Alternativa: IHC en secciones FFPE con IgG, C3 o C4d permite sustituir la DIF, mostrando alta sensibilidad incluso en ausencia de microscopio de epiluminiscencia.
El pénfigo paraneoplásico se caracteriza por enantema severo, lesiones orales y exantema tipo eritema multiforme
- Complemento serológico
Las pruebas serológicas son minimamente invasivas y complementarias:
. IIF: detecta IgG/IgG4 contra Dsg1, Dsg3 y antígenos penfigoides. La positividad se correlaciona con actividad de enfermedad y riesgo de recaída.
. ELISA: mide anticuerpos contra Dsg1/3, evoplacina, colágeno VII, BP180/230; útil para diagnóstico y seguimiento.
. Pénfigo IgA: serológicamente negativo para Dsg1/3; positivo para Dsc (SPD e IEN).
Inmunoblotting / inmunoprecipitación: detecta autoanticuerpos raros (anti-laminina, anti-LAD-1, anti-A2ML1), requiere laboratorios especializados.

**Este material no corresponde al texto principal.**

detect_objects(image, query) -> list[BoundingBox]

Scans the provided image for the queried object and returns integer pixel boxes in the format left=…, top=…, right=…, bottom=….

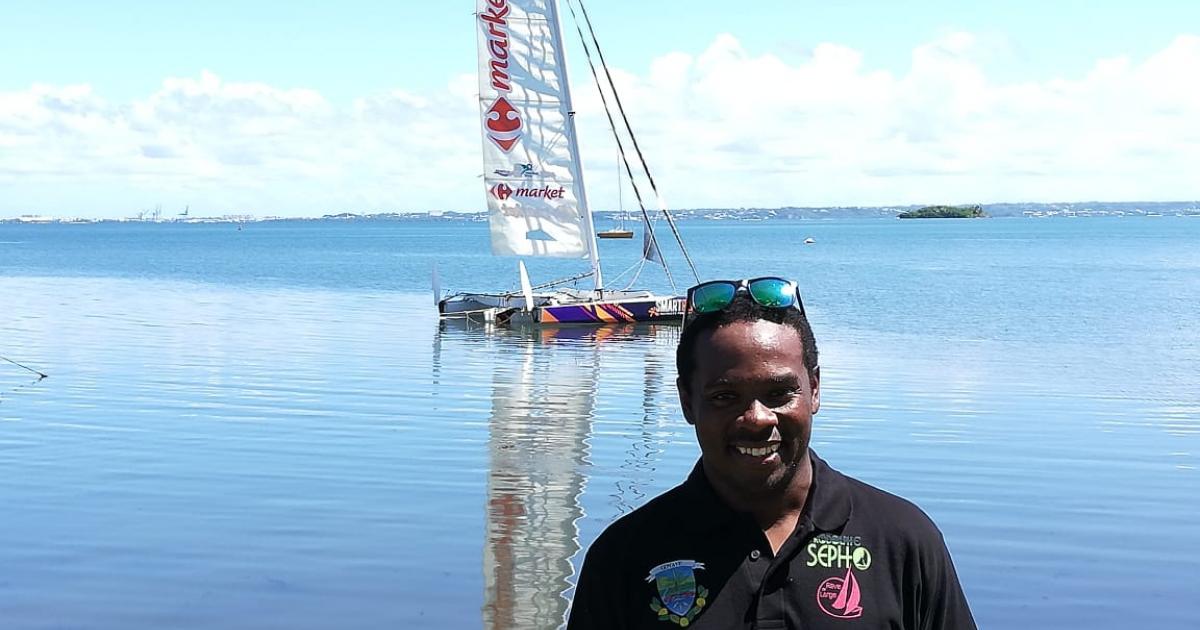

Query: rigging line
left=571, top=0, right=700, bottom=282
left=566, top=0, right=676, bottom=292
left=0, top=355, right=49, bottom=380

Aporte novedoso: anticuerpos anti-Dsg pueden aparecer en ausencia de enfermedad clínica o en otras dermatosis inflamatorias, lo que subraya la interacción entre predisposición genética, exposición ambiental y activación inmune.
- Consideraciones clave
1) Muestreo: biopsia de 3–10 mm con bulla y tegumento perilesional; dos fragmentos en mucosa si es posible.
2) Correlación histopatología-DIF: imprescindible para confirmar diagnóstico.

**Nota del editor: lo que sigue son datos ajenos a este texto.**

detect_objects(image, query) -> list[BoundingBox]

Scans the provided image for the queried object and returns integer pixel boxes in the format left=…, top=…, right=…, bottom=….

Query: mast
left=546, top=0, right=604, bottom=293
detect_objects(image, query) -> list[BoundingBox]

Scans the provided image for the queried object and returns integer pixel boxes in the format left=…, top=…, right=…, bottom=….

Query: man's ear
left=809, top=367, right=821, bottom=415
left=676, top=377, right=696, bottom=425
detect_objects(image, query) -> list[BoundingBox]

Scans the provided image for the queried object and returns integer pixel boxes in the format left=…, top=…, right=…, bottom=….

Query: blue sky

3) Monitoreo de enfermedad: DIF y serología (IIF/ELISA) son útiles para detectar recaídas y evaluar respuesta terapéutica.
4) Formas especiales: PNP, pénfigo inducido por fármacos y pénfigo Senear-Usher requieren interpretación combinada de DIF, histología y serología debido a patrones mixtos.
En síntesis, el diagnóstico definitivo del pénfigo inmune combina histopatología, DIF y pruebas serológicas complementarias; la novedad reside en el reconocimiento de anticuerpos anti-Dsg en poblaciones sin fenotipo clínico y la utilidad creciente de IHC como alternativa a DIF en entornos limitados.
Discusión
El pénfigo autoinmune sigue siendo grave en algunas formas, especialmente el PV, lo que hace crucial un diagnóstico precoz para un tratamiento eficaz. Entre sus avances recientes se destaca:
- Reconocimiento de nuevas formas de pénfigo (PNP, PH) y actualización de criterios diagnósticos.
- Mayor comprensión molecular: participación de queratinocitos, linfocitos, eosinófilos y PMN, y el rol de las caderinas en acantolisis/apoptólisis.
- Identificación de proteínas distintas a Dsg1/3 ha permitido explicar patrones DIF complejos, especialmente en PNP y Senear-Usher.
- Uso de IHC como alternativa cuando DIF no está disponible.
- Diagnóstico serológico multisustrato (IIF + ELISA) refuerza la precisión mediante la caracterización de autoanticuerpos y cadherinas.
Pénfigo: diagnóstico inmunológico clave
Fuente
Simionescu, SI Tudorache. Autoimmune pemphigus: difficulties in diagnosis and the molecular mechanisms underlying the disease. Front Immunol 2025;16.